The apex court said today that the Special international flights to repatriate Indians must have middle seats vacant commenting that it was "common sense" that social distancing is important as a precaution against coronavirus. 


However,the Supreme Court on Monday granted national carrier Air India permission to operate non-scheduled international flights with middle seat occupied till June 6


“You should be worried about the health of citizens, not about the health of commercial airlines,” the bench, also comprising AS Bopanna and Hirshikesh Roy, told Solicitor General Tushar Mehta who appeared for the Centre.

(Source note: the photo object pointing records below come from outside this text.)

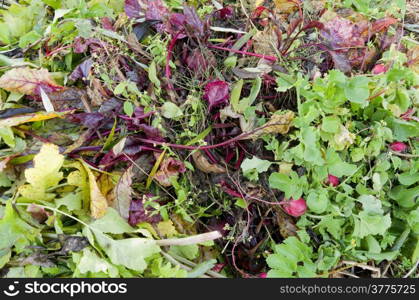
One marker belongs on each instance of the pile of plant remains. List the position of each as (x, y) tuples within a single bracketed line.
[(194, 138)]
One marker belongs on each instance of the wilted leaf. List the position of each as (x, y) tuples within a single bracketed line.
[(123, 192), (202, 163), (44, 174), (286, 6), (28, 81), (33, 117), (279, 123), (169, 169), (216, 93), (138, 213), (252, 167), (14, 231), (71, 243), (98, 202), (131, 253), (413, 59), (113, 223), (166, 228)]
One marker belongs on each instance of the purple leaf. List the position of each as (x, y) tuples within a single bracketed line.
[(132, 9), (342, 33), (81, 45), (199, 63), (90, 120), (193, 22), (216, 93), (82, 70), (156, 10), (225, 12), (169, 169), (340, 61), (138, 213)]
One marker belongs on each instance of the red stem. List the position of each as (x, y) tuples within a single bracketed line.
[(267, 57), (170, 48)]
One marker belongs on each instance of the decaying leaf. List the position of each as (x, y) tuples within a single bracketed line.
[(413, 59), (32, 117), (45, 173), (98, 202), (123, 192), (202, 163), (286, 6), (266, 42), (169, 170), (166, 228), (279, 123), (28, 81), (343, 138)]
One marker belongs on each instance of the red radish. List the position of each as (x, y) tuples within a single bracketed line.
[(295, 208), (218, 268), (379, 68), (332, 180), (398, 146)]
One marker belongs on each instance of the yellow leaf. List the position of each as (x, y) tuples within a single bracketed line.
[(286, 6), (279, 123), (28, 81), (33, 117), (154, 169), (45, 173), (98, 202), (166, 228)]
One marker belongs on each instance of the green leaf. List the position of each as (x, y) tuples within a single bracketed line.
[(253, 166), (14, 231), (284, 82), (188, 251), (152, 74), (6, 134), (291, 258), (128, 108), (202, 268), (331, 124), (408, 178), (90, 262), (73, 201), (318, 201), (366, 224), (171, 111), (235, 95), (332, 226), (131, 253), (404, 196), (113, 223), (291, 186)]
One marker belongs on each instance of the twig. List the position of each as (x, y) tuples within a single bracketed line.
[(404, 155), (412, 269), (191, 240), (267, 57)]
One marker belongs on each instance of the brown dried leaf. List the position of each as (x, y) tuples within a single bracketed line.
[(286, 6), (202, 163), (169, 170), (123, 192), (32, 117), (28, 81), (266, 41), (98, 202), (277, 124)]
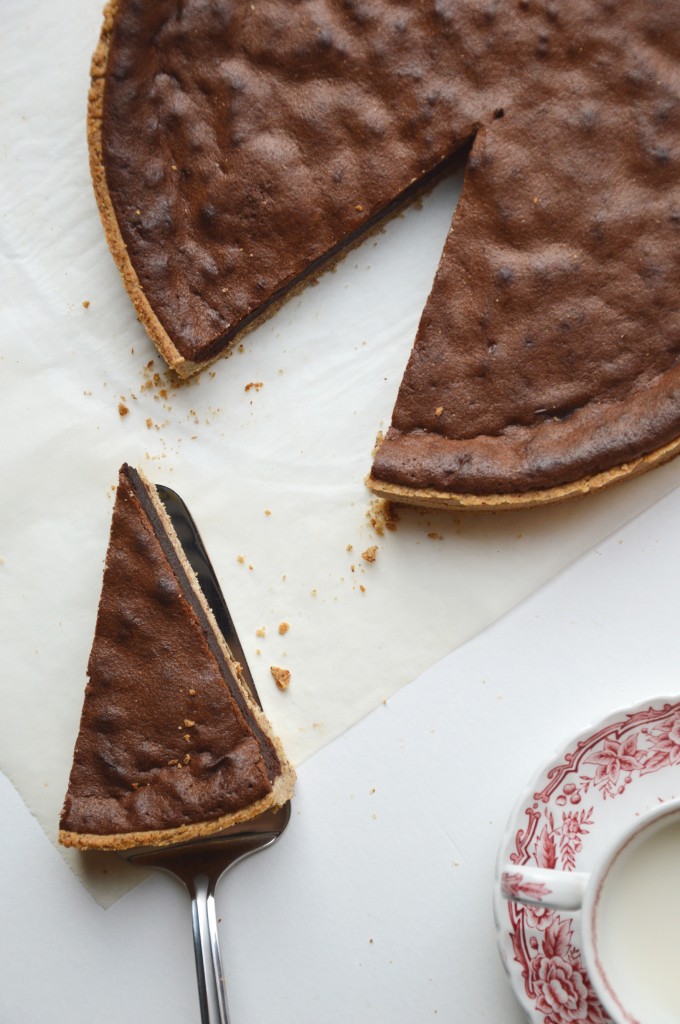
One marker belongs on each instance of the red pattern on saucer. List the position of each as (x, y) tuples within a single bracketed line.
[(632, 758)]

While holding an urgent hearing on Eid holiday through video conferencing, a bench headed by Chief Justice S A Bobde directed the Bombay High Court to decide the petition against DGCA circulars expeditiously and said airlines will have to follow the HC order with regard to safety measures, including maintaining of social distancing inside aircraft by keeping middle seats vacant between two passengers in a row.


An Air India pilot had challenged the latest circular issued by the DGCA, through which its March 23 order to maintain a vacant seat between two passengers in flights was withdrawn.


The pilot had also moved the Bombay High Court challenging the national airline’s initial decision not to keep a seat between two passengers vacant for emergency flights that were arranged to bring back stranded Indians from abroad through the Centre’s Vande Bharat Mission, and stated that it was in violation of the March 23 circular issued by the DGCA.


A division bench of Justices R D Dhanuka and Abhay Ahuja had held that Air India was in violation of the DGCA directive and had asked the airline to file a detailed response explaining its stand. However, when it was informed that the March 23 order of the DGCA had been withdrawn and a new circular issued, the court granted liberty to the pilot to amend his plea with challenge to the new circular.


Opposing the plea, advocates Abhinav Chandrachud, Arsh Misra and Kavita Anchan for Air India had submitted that DGCA norms were meant for scheduled flights and not for Vande Bharat flights, which were non-scheduled. Advocate Chandrachud said all passengers on Vande Bharat flights were provided with masks and precautionary measures were taken.


As the India resumes domestic flights amid 4th phase of nationwide lockdown all eyes now on the resumption of the International flights. Aviation Minister Hardeep Singh Puri recently dropped the hint that the international flight operations may begun even before August. Puri had said last week that keeping middle seats vacant on domestic flights "is not viable" and social distancing norms will not be followed even if the seats remain empty.